3M is challenging the state’s new rules establishing drinking water standards for the toxic chemicals.
“The rules are designed to protect people in New Hampshire from the dangerous impacts of these toxic chemicals, and it’s essential that they be allowed to go into effect,” said Tom Irwin, Vice President and Director of CLF New Hampshire. “We all should be able to turn on our taps without wondering if our water is safe. 3M’s case is nothing more than a giant corporation’s attempt to put their profits over the health and safety of our communities.”
Per- and polyfluoroalkyl substances include suspected carcinogens and have been linked to a variety of severe health problems including learning disorders in infants and children, fertility and pregnancy issues and impaired liver, thyroid and pancreatic function. It’s estimated that almost every American has at least one of these substances in their blood.

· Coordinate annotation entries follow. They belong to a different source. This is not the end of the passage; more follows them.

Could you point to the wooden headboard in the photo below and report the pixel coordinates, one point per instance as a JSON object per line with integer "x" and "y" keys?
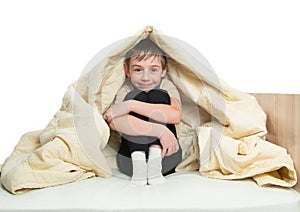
{"x": 283, "y": 123}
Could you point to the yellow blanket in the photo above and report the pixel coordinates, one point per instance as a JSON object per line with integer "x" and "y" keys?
{"x": 222, "y": 130}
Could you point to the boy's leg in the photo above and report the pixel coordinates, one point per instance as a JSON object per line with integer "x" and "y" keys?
{"x": 131, "y": 158}
{"x": 169, "y": 163}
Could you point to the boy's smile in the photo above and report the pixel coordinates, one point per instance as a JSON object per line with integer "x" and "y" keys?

“3M is fighting to keep New Hampshire residents in the dark about the harm they’re facing from the corporation’s toxic ‘forever chemicals.’ These dangerous compounds have been linked to cancer of the kidneys and testicles and harm to pregnant moms and infants at extremely low levels of exposure. It’s intolerable that the polluter 3M is adding insult to injury by seeking to block the state’s effort to protect its residents from the chemicals 3M unleashed into our homes and bodies,” said Erik D. Olson, NRDC’s senior strategic director of health and food.

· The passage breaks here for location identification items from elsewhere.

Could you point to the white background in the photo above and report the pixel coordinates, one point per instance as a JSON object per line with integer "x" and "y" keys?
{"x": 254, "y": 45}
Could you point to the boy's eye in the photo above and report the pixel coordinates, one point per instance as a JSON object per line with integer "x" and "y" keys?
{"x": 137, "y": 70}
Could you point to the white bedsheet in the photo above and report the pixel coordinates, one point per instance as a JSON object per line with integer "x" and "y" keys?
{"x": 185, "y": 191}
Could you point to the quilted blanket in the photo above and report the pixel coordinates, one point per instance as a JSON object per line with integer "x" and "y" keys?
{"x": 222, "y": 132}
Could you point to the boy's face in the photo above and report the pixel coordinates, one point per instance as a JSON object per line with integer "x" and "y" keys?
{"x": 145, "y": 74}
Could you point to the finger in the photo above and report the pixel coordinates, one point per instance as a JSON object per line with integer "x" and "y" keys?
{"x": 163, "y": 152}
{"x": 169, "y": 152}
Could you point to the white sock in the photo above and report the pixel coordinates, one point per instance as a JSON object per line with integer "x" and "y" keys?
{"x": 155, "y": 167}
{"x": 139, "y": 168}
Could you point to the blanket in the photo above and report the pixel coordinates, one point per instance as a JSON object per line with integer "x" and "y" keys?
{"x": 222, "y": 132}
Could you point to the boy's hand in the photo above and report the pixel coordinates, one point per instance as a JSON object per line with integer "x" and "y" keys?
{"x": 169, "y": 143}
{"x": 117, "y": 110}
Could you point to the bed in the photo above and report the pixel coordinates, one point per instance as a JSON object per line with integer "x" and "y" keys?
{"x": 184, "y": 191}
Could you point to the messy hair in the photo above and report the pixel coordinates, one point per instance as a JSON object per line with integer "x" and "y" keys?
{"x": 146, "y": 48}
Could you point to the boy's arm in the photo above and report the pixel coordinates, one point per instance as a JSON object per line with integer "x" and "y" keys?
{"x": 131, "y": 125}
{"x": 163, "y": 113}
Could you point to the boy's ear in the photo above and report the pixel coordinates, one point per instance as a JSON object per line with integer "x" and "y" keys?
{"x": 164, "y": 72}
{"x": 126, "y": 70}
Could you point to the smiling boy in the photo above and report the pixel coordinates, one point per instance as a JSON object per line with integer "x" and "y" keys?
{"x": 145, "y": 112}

Called ‘forever chemicals’ because of their persistence in the environment, PFAS have been widely used to make nonstick cookware, food wrappers, water-repellent clothing, stain-resistant fabrics and carpets, some cosmetics, some firefighting foams, and products that resist grease, water, and oil.
Last year, New Hampshire issued rules regulating four PFAS in the state’s drinking water and groundwater. 3M has produced these dangerous chemicals for years and is now challenging the new rules.